To register the sky-subtracted images to a common reference, it is necessary to precisely estimate the offsets between them. jitter applies a 2d cross-correlation routine to determine the offsets to an accuracy of 1/10th of a pixel. There are other ways to find out offsets between frames: with many point-sources, point-pattern matching is a possibility. Identifying the same objects in all consecutive frames would also yield a list of offsets between frames. An initial estimate of the offsets between frames can be found in the FITS headers. jitter assumes that the offsets found in the input FITS headers have a certain accuracy. If there are no input offsets, they are all initially estimated to be zero in both directions.

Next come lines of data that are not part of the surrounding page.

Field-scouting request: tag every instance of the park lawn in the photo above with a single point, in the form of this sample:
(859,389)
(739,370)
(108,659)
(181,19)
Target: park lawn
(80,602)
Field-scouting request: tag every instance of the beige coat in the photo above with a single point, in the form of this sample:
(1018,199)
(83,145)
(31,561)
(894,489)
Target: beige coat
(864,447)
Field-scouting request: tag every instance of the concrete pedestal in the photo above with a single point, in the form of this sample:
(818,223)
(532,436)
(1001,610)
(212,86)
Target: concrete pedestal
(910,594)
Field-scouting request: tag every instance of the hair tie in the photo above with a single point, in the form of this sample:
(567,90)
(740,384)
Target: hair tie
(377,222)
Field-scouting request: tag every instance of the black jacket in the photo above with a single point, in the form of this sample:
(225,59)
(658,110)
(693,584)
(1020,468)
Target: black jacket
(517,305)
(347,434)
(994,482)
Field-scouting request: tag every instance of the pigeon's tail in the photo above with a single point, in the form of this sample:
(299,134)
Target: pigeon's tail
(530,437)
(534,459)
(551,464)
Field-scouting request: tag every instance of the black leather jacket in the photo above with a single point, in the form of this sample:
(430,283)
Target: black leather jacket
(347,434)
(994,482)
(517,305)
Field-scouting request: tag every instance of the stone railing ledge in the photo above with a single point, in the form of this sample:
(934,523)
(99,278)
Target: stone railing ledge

Registering the images is done by resampling them with subpixel shifts to align them all to a common reference (usually the first frame). Resampling can make use of any interpolation algorithm, but be aware that using cheap and dirty algorithms like nearest-neighbor or linear interpolation can degrade the images by introducing aliasing. jitter offers many higher-order interpolation kernels that introduce few or no artifacts; however, the noise (high frequencies) will be smoothed a little bit.
Stacking the resulting images is done using a 3d filter to remove outliers and jitter gives you a choice between 3 different filters. Linear means that all frames are actually averaged without filtering (pass-all filter). This is not recommended as this is likely to keep cosmic rays and other outliers in the final frame. Median means that the final frame is the median of all resampled frames. The last filter (default) scales all frames by their medians and removes the highest and lowest pixel values before taking an average. See the jitter documentation for more information.
Notice that in versions later than eclipse version 4, jitter resamples and stacks in one step to speed up the process. Also added since version 4, the final frame is a union of all input images (as opposed to an intersection for previous versions), which means that it is bigger than any of the initial input frames.